Kepala Perlindungan Sipil Departemen Nord, Jean Henri Petit, menjelaskan bahwa insiden terjadi di area pintu masuk benteng. Kondisi semakin memburuk karena hujan turun saat itu, memicu kepanikan dan memperparah desakan di antara para pengunjung.

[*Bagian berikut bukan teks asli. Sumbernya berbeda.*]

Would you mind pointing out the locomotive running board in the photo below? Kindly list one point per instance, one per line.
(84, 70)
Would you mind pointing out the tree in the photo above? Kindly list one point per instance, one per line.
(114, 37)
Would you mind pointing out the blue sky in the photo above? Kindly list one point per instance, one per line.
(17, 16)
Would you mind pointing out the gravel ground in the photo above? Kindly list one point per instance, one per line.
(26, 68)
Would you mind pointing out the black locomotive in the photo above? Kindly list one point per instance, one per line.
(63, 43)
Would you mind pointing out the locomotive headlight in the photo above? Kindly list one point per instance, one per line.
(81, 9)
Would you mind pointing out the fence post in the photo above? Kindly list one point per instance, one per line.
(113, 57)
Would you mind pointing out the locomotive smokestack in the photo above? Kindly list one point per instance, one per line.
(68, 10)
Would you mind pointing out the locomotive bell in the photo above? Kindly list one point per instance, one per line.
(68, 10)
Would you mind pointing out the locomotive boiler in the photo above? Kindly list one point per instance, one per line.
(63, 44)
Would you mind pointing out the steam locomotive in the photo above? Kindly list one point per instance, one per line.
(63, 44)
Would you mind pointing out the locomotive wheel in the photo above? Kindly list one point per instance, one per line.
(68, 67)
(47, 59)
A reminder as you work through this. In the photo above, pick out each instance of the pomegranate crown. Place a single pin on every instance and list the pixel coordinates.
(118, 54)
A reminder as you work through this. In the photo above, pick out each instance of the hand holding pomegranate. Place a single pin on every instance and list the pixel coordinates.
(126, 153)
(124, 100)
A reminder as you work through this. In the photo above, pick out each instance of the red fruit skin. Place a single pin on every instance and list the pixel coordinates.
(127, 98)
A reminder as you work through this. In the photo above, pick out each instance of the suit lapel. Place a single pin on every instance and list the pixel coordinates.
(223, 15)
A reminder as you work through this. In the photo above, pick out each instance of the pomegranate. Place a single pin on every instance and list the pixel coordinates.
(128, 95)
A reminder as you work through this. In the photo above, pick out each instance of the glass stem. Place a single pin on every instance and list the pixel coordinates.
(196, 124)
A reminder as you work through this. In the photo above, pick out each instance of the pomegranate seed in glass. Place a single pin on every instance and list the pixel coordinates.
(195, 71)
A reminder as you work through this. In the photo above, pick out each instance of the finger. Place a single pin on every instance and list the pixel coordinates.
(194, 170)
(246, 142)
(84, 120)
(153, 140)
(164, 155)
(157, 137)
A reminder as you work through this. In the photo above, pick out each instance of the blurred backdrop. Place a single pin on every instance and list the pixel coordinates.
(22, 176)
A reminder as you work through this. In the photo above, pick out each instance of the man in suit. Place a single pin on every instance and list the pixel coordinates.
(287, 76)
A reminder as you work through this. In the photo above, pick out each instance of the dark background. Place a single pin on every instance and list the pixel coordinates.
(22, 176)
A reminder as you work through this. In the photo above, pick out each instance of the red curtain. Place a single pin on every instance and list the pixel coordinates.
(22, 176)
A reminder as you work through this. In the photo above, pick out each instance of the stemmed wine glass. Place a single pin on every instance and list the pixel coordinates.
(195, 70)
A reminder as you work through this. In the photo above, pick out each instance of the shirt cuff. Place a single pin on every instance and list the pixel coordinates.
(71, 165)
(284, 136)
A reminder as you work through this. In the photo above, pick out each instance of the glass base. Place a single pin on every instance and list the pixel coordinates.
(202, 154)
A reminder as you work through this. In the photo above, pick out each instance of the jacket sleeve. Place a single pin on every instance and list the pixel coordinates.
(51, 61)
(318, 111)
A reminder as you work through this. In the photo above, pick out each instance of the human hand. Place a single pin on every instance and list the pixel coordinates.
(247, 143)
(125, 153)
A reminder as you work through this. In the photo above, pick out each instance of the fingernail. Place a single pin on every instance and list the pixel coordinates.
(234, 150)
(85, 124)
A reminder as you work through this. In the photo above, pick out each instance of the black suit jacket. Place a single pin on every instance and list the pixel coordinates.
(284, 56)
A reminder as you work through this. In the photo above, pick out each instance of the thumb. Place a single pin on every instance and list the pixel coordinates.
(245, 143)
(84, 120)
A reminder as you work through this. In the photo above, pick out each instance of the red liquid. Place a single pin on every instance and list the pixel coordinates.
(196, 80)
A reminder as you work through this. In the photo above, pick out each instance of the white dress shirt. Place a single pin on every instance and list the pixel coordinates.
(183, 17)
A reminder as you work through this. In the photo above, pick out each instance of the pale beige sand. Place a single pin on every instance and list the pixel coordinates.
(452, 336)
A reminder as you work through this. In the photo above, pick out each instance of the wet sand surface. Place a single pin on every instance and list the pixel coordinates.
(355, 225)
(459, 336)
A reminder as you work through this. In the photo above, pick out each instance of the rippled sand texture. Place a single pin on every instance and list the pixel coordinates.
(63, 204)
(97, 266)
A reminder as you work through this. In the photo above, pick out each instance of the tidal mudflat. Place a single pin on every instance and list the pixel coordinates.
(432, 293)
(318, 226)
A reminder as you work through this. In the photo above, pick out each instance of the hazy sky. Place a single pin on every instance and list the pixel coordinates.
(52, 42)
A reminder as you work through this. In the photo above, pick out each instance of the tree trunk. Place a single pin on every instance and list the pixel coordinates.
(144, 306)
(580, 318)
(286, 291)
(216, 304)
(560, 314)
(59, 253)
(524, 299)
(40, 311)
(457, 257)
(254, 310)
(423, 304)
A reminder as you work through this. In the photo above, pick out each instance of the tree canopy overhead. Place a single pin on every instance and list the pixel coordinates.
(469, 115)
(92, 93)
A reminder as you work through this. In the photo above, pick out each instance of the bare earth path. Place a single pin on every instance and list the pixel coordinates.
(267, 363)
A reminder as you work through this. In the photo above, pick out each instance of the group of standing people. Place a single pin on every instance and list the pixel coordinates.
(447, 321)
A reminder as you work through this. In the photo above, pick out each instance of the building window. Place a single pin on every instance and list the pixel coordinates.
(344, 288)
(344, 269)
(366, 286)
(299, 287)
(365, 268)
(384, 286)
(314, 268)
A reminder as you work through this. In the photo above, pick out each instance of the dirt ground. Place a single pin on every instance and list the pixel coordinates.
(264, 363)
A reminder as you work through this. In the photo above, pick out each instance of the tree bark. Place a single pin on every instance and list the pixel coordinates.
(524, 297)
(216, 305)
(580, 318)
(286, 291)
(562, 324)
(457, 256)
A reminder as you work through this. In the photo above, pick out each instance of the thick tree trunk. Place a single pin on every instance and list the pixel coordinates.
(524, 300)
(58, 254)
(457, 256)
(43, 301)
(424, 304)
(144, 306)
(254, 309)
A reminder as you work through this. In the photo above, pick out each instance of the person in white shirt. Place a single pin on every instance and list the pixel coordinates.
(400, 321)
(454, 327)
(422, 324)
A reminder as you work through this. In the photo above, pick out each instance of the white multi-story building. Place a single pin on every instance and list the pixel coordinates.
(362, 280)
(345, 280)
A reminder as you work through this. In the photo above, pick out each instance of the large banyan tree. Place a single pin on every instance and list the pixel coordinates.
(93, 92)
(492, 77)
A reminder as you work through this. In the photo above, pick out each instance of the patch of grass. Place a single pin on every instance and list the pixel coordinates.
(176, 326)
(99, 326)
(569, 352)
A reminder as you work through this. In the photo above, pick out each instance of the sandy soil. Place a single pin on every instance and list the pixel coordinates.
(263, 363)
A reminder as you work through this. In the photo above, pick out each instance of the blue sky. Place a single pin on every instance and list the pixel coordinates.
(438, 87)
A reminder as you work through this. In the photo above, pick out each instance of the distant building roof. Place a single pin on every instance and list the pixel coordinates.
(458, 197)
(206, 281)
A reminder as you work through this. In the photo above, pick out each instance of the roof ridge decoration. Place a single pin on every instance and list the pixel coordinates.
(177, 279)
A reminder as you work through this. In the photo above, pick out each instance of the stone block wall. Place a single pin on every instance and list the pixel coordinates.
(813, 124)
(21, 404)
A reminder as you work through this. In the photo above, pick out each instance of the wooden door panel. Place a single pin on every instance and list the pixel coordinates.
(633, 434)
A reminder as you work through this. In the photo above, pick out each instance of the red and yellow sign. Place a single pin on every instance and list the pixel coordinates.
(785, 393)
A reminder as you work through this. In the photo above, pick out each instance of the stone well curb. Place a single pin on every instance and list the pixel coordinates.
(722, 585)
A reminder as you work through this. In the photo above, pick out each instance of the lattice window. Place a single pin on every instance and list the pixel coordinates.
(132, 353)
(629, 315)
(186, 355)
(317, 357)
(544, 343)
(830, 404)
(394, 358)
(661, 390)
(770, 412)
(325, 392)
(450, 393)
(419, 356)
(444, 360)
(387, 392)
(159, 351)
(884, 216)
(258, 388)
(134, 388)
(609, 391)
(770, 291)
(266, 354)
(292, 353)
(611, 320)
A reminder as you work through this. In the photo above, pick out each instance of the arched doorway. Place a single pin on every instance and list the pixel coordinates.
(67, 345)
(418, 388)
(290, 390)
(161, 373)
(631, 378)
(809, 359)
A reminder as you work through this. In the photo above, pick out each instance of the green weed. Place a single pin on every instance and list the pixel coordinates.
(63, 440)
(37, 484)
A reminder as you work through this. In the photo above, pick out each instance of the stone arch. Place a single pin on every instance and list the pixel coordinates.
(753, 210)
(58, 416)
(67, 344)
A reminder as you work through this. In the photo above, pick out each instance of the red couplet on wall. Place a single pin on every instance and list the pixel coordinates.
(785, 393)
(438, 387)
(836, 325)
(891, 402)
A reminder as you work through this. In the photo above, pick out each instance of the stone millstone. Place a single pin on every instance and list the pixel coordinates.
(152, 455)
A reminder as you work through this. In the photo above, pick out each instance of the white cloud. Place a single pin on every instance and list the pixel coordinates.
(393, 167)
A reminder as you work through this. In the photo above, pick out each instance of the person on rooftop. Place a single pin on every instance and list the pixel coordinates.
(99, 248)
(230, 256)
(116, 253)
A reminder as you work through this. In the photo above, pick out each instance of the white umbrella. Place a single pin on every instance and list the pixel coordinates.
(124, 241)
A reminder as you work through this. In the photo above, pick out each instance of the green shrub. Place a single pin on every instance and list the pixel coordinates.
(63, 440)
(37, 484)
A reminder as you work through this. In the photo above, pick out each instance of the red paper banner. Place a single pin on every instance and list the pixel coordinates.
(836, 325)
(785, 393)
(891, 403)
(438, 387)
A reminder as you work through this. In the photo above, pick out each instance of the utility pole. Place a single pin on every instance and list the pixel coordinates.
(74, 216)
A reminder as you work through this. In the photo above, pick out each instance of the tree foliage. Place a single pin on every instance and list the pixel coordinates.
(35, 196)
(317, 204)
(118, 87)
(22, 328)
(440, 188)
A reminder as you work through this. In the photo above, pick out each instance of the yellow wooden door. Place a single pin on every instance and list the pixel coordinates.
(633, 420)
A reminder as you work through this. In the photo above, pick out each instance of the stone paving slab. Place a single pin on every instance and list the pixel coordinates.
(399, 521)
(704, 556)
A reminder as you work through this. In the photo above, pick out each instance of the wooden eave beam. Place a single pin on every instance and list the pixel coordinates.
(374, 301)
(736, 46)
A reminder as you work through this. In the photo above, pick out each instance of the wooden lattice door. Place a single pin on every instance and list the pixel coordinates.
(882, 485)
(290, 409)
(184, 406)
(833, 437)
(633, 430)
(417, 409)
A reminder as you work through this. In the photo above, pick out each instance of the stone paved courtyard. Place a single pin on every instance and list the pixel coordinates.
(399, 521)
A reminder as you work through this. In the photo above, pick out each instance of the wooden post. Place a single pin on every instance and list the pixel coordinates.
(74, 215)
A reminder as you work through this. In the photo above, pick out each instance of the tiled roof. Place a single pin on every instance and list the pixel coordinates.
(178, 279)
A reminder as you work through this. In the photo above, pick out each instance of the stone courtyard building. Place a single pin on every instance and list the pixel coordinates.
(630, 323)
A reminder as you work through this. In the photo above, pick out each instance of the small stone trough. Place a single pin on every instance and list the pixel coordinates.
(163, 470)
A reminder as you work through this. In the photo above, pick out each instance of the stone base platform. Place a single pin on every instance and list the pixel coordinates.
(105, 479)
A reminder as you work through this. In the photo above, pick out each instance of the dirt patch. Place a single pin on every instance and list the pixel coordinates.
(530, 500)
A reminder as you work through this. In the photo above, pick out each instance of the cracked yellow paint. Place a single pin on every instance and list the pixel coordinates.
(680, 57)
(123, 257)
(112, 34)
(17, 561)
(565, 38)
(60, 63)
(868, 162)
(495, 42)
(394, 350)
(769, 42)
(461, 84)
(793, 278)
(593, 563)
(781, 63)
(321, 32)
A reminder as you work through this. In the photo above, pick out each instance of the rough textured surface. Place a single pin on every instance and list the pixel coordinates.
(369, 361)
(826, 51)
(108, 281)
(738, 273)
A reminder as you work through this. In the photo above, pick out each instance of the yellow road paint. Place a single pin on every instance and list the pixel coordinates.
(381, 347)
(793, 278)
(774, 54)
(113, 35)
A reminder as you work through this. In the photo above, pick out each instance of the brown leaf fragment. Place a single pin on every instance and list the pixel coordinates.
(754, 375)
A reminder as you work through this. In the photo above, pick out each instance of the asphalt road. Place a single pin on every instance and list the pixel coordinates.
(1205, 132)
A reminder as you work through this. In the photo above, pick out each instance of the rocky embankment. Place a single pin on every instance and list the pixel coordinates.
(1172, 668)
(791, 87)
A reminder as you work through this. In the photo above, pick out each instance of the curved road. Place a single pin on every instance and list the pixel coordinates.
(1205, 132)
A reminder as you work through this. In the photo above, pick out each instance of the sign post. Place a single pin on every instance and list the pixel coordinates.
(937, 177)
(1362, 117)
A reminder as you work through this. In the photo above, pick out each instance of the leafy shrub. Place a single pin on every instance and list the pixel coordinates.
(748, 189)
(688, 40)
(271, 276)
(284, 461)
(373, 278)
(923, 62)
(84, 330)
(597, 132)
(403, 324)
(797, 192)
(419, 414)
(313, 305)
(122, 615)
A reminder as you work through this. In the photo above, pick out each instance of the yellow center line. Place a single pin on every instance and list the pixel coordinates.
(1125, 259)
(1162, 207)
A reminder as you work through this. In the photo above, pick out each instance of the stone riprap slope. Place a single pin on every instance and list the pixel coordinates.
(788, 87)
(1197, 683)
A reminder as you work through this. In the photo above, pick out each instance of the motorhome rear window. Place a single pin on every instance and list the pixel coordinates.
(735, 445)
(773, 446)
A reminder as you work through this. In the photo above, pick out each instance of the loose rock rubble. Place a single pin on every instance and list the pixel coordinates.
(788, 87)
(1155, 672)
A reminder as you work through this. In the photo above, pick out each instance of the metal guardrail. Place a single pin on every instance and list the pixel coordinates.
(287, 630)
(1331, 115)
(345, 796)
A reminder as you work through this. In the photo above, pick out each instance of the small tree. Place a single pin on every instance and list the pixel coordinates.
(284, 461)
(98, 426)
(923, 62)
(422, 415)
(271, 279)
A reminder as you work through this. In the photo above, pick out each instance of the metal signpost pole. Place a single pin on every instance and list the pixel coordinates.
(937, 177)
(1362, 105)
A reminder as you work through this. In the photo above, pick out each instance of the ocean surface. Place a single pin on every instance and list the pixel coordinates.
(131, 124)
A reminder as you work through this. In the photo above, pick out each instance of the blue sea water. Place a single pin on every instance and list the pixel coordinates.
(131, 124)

Perdana Menteri Haiti, Alix Didier Fils-Aimé, menyampaikan duka mendalam atas kejadian tersebut. Ia juga mengungkapkan belasungkawa kepada keluarga korban serta menyatakan solidaritas nasional di tengah suasana berkabung, terutama mengingat banyaknya pelajar yang berada di lokasi saat tragedi terjadi, Otoritas setempat menyebut jumlah korban jiwa masih berpotensi bertambah seiring proses evakuasi dan pendataan yang terus berlangsung. Namun hingga kini, rincian lengkap mengenai identitas korban belum disampaikan secara resmi.
Tragedi ini terjadi di tengah situasi Haiti yang masih dilanda berbagai krisis, termasuk kekerasan geng dan ketidakstabilan keamanan. Dalam beberapa tahun terakhir, negara tersebut juga menghadapi berbagai bencana besar, mulai dari ledakan tangki bahan bakar pada 2024, insiden serupa pada 2021, hingga gempa bumi pada tahun yang sama yang menewaskan ribuan orang.